Time to be mildly optimistic about IP policy?
This week the IP and Technology blogosphere has been set aflame by the report from the BBC stating that copyright terms for sound recordings will be left as they are. From IPKat to Copyfight, everyone seems to find this is a delightful outcome to the Gowers Review of Intellectual Property (see the submission from IP academics on this topic).
I find this latest development quite remarkable, as I am sensing a turn of the tide, a swing of the pendulum, a change of wind (select your cliché), with regards to IP policy in Europe. From the report on the database right, to the defeat of the Computer Implemented Inventions Directive, I believe that policy-makers in Europe are becoming more attuned to the copyfighter argument against unchecked expansion of intellectual property rights. We could be faced for the first time to a policy body actually refusing to listen the the considerable rhetorical weight andcelebrity appeal of those intellectual giants, Mick Hucknall, Bono and Sir Cliff Richard (please note the heavy ironic tone).
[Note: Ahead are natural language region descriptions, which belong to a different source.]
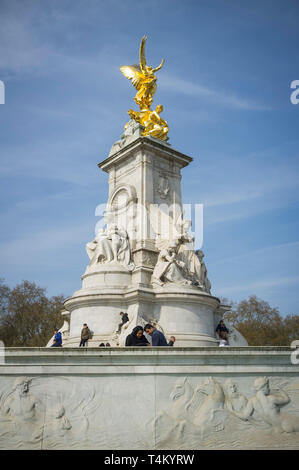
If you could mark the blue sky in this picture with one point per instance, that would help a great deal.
(225, 87)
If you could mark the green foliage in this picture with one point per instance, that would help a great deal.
(27, 315)
(261, 324)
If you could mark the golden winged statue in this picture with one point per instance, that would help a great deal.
(144, 80)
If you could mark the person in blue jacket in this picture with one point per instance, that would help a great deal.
(57, 340)
(158, 339)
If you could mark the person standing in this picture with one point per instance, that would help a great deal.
(137, 338)
(57, 340)
(222, 331)
(85, 335)
(158, 339)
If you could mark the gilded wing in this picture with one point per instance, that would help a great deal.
(133, 73)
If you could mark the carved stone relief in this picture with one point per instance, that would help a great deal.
(214, 414)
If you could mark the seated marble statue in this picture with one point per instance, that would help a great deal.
(110, 245)
(169, 268)
(195, 268)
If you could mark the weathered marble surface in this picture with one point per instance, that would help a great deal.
(149, 398)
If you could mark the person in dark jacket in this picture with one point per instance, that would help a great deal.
(137, 338)
(124, 319)
(85, 335)
(222, 330)
(158, 339)
(57, 340)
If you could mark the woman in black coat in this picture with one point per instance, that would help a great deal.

While many of us have been in the sceptical bandwagon for the duration of the present century, it is quite nice to see that politicians may be catching on.
1 comment:
Possibly. But then you read something like this, and despair - "folklore" as an IP right...
Part of the problem is summed up well by Milton Friedman in "Free to Choose" (not that I'm a big fan of Milt most of the time!), when he points out that there is a tendency to entrench regulations, particularly regulations that act as barriers to entry, because the people who benefit from them - the existing players in the market - are thinking about these issues all the time, whereas those who would benefit from removing those barriers only pay attention to the issue intermittently, and hence carry less political clout.
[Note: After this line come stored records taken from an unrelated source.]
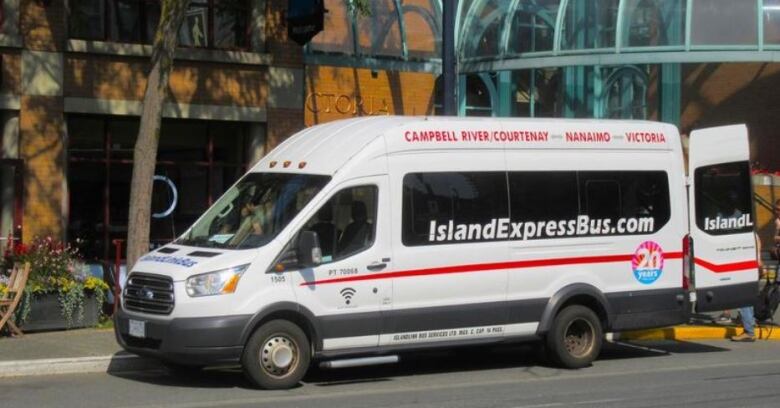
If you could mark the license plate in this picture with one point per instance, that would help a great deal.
(137, 328)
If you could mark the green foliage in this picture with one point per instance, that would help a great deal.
(360, 7)
(55, 267)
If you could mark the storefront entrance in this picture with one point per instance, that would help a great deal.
(196, 162)
(10, 202)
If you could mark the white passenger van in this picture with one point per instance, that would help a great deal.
(358, 239)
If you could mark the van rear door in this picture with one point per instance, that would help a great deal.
(725, 271)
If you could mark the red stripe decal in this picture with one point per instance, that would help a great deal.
(535, 263)
(732, 267)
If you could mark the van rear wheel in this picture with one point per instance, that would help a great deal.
(276, 356)
(574, 340)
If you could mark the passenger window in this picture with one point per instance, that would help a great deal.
(543, 195)
(566, 204)
(440, 208)
(723, 198)
(346, 224)
(624, 202)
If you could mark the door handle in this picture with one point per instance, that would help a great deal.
(376, 266)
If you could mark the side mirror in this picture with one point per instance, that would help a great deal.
(309, 251)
If we view IP rights, not as "property rights", but as a regulatory barrier to entry protecting existing players in the market, then we can see how it is that existing content providers etc - who are lobbying for these issues all the time - can carry more weight in political deliberations than those with differing interests. The rest of us may find the consequences of this vaguely irritating, but most of the time it's not a big issue and hence politicians don't feel under much pressure to resist the lobbying of Big IP.
Interesting also that the biggest exception to this rule has been software, where free/open source software has been driven by those with a different reason for caring about the issues all the time - freelance programmers, large IT companies needing a way to beat Microsoft while lacking the resources to do so by proprietary software means (e.g. Novell).